- Active: 1980-1984
- Country: United States
- Garrison/HQ: Peterson Air Force Base

Commanders
- 1979 December 1 - 1986: James E. Hill
- (1980): James V. Hartinger

= Aerospace Defense Center =

The Aerospace Defense Center (ADC) was a unit of the United States Air Force. It was under the command of the general that also commanded both North American Aerospace Defense Command and Aerospace Defense Command (ADCOM). The center included the Office of Astrodynamics (ADC/DO6) and the Office of History.

==History==
The center was formed as Aerospace Defense Command was being disestablished, and its other assets being transferred to Tactical Air Command (1 October 1979) and Strategic Air Command. The Aerospace Defense Center as part of an "ad hoc working group" of personnel from Air Force Systems Command and the Office of the Secretary of the Air Force studied the 1982 proposal for "reorganization of USAF space management practices" by General Robert T. Marsh. Space Command was renamed Air Force Space Command in 1985.

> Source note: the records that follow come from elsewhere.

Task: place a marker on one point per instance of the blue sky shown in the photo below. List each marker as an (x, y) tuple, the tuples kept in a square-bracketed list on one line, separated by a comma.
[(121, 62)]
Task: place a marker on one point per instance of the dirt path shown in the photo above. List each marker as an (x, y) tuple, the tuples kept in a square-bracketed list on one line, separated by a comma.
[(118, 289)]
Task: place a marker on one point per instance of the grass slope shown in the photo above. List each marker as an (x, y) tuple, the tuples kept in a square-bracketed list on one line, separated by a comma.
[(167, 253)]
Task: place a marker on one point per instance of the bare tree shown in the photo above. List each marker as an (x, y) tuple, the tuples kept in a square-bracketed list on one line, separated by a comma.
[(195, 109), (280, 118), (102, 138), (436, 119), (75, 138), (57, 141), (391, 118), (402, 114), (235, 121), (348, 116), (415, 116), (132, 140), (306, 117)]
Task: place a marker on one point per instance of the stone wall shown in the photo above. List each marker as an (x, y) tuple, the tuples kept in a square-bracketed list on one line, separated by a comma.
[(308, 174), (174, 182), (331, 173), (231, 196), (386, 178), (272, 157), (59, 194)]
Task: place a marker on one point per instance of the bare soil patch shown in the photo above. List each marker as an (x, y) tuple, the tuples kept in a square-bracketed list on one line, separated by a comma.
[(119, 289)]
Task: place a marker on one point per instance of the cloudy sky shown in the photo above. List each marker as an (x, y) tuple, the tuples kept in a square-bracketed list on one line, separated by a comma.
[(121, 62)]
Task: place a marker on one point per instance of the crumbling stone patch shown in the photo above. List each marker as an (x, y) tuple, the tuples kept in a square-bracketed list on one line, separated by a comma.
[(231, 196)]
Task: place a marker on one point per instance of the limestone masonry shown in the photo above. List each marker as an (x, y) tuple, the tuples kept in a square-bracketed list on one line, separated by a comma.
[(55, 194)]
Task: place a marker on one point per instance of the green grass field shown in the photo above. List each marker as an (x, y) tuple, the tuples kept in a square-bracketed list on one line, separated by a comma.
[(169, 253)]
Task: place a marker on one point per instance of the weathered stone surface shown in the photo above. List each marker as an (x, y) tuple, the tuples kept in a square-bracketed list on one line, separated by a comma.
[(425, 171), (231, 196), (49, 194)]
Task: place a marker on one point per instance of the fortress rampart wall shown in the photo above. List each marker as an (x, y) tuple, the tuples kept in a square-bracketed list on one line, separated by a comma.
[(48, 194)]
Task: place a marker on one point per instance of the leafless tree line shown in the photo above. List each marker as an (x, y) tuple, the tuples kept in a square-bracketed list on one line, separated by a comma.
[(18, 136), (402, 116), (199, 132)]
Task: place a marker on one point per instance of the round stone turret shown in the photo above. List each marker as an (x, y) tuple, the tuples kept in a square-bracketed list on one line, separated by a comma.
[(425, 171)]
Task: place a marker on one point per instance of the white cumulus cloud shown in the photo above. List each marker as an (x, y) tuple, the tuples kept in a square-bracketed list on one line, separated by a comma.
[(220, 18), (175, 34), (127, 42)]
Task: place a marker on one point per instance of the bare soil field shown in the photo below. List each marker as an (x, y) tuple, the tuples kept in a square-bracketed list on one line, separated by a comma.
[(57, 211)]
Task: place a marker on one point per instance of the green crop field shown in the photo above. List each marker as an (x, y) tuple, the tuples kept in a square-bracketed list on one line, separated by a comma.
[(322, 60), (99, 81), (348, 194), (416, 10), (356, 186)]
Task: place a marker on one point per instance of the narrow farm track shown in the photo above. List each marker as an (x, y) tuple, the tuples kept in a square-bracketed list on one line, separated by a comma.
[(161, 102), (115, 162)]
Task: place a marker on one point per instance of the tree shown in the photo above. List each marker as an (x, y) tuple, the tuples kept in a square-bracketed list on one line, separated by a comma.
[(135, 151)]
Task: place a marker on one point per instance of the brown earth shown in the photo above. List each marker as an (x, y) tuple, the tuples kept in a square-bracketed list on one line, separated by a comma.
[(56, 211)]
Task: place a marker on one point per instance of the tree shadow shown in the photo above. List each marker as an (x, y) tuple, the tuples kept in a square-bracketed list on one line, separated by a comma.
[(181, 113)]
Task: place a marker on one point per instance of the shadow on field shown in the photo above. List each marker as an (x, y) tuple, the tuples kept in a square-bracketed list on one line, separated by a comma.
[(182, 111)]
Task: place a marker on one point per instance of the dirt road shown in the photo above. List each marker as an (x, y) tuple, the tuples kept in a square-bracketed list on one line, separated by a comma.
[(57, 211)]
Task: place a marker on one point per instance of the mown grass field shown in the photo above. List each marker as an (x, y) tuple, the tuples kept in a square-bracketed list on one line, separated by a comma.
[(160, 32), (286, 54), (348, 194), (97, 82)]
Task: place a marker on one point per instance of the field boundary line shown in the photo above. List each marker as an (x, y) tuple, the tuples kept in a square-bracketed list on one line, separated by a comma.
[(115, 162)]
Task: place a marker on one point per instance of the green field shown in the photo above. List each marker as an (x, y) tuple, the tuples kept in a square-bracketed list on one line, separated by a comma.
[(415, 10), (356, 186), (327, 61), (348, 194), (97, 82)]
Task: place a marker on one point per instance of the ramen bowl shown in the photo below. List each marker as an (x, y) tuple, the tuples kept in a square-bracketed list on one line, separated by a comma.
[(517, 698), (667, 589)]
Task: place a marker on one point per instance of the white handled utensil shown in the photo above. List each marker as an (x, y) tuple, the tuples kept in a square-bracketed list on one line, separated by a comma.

After the Aerospace Defense Center was disestablished, aerospace defense history operations continued by the NORAD and USNORTHCOM Command History Office, and the Air Force Space Command Office of History. The AFSPC command historian has been Mr. George W. Bradley, III since 1992. A "Specialized Historical Document Collection" is in Peterson AFB Building 1470, and the Peterson Air and Space Museum has a library with historical Aerospace Defense documents.